We swear by this Strawberry collection that has little to do with actual strawberries. In collaboration with Malin+Goetz.

We Tried It
Malin+Goetz Strawberry Candle on a Mantle

The idea of a strawberry scent calls to mind syrupy Y2K lip gloss, Suave shampoo, or an aggressive plume of body mist wafting from Bath & Body Works. That saccharine-sweet summertime scent is a one-way ticket to an olfactory memory of adolescence in the late 2000s, the smell I associate with speed-dialing my mom on a Motorola Razr to ask if she can pick me up from the mall. When smelling like, as Janis Ian so deftly described as, “a baby prostitute” went out of vogue, the result was a tsunami of Santal 33. Earthy, woody, leathery, warm, spicey—perfume trends of the last ten years made clear that sweetness was off the menu.

As Gen Z grew up in the wake of musky, tobacco-y, unisex scents like Le Labo, there’s been a renewed interest in Y2K trends, sweeter scents among them. Vanilla seemed to be back in the mix, along with floral, sweet, and more classically feminine smells. Since we were all too triggered by the idea of smelling like a Victoria's Secret store again, the return of sweet smells has matured alongside our own sensibilities. Current scents are grounded, naturalistic, and increasingly unisex as we dip our toes into the previously verboten territory of—dare I say—a berry-scented candle.

With Malin+Goetz’s newest release of their strawberry collection—consisting of an eau de parfum, a perfume oil, and a candle—M+G promises this isn’t “your garden-variety strawberry.” With their marketing hook that it’s “designed to be everything it’s not,” M+G is nipping our reflexive aversion to sweetness in the proverbial bud. With the copywriting displaying “strawberry.” in lowercase with their signature period, this isn’t your happy-go-lucky Lip Smacker scent. This scent ends with a period. Is it mad at me? No, but this strawberry means business.

With bright top notes of mara strawberry, bergamot, and pink pepper paired with floral middle tones, the first whiff of the perfume is soft and flowery before fading into an unexpectedly androgynous musk.

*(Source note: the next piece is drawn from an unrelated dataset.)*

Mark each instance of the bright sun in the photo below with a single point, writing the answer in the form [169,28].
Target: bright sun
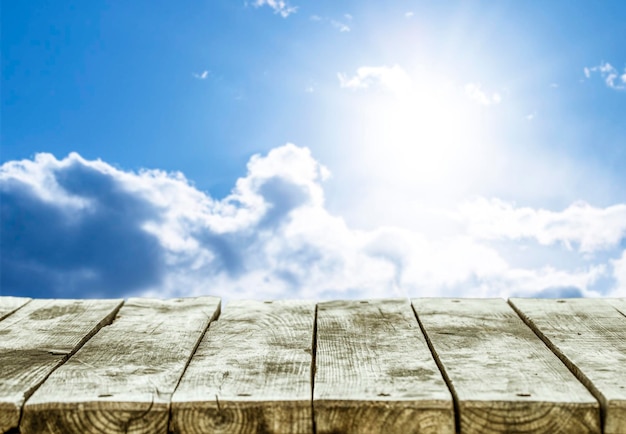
[420,130]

As it wears on the skin, base notes of cedarwood, oakmoss, captive musks, and orris root mute the flower notes with an earthy, fresh, summery garden smell. The scent is sophisticated and unpretentious, with just a cozy yet cheeky hint of freshness. For a comprehensive review of the products, I asked Coveteur’s Creative Director, Talun Zeitoun, for his opinion on the new Malin+Goetz strawberry collection, scentscaping your home, and challenging your preconceived notions of the typical strawberry.

Malin+Goetz Strawberry Fragrance

How does fragrance play a role in your personal style? What scents are you typically drawn to? How do you use different fragrances to transform an ensemble?

“It really depends on the mood I’m trying to evoke, regardless of whether I’m entertaining in my home or going out at night. For me, fragrance is paramount to complete how style should appease at least four of the senses: smell (that’s a given), sight (also a given), touch (the way fabrics feel on your skin and how you want people to react when they hug you), and hearing (how your jewelry clinks or your shoes sound against the ground—this has everything to do with the energy you’re giving off). And, if you get exceptionally close, the fifth sense may be on the menu. The right fragrance is like the right wine pairing with the whole meal; it has to complement the other elements of your style or the scene you’re trying to create. When it comes to what I’m wearing, I tend to naturally gravitate toward modern and predominantly all-black looks, so I’m typically drawn to worldly oud and musk scents, which are traditionally richer and more provocative than other scents, and easily lend themselves to my signature dark apparel.”

In terms of self-expression and interior design, how do you curate a scentscape to suit the ambiance?

“I’d base it on the room in my home. Let’s take my bedroom, for instance. It’s strictly for rest… among other things… so there are no screens or any form of blue light, blackout shades block out any artificial outdoor light at night, and any scents within need to promote this idea of familiarity and relaxation, while still evoking a sense of sultriness. The strawberry candle does just that: it has an inviting aroma that transforms my bedroom into a comforting oasis and eases my mind after a long day.”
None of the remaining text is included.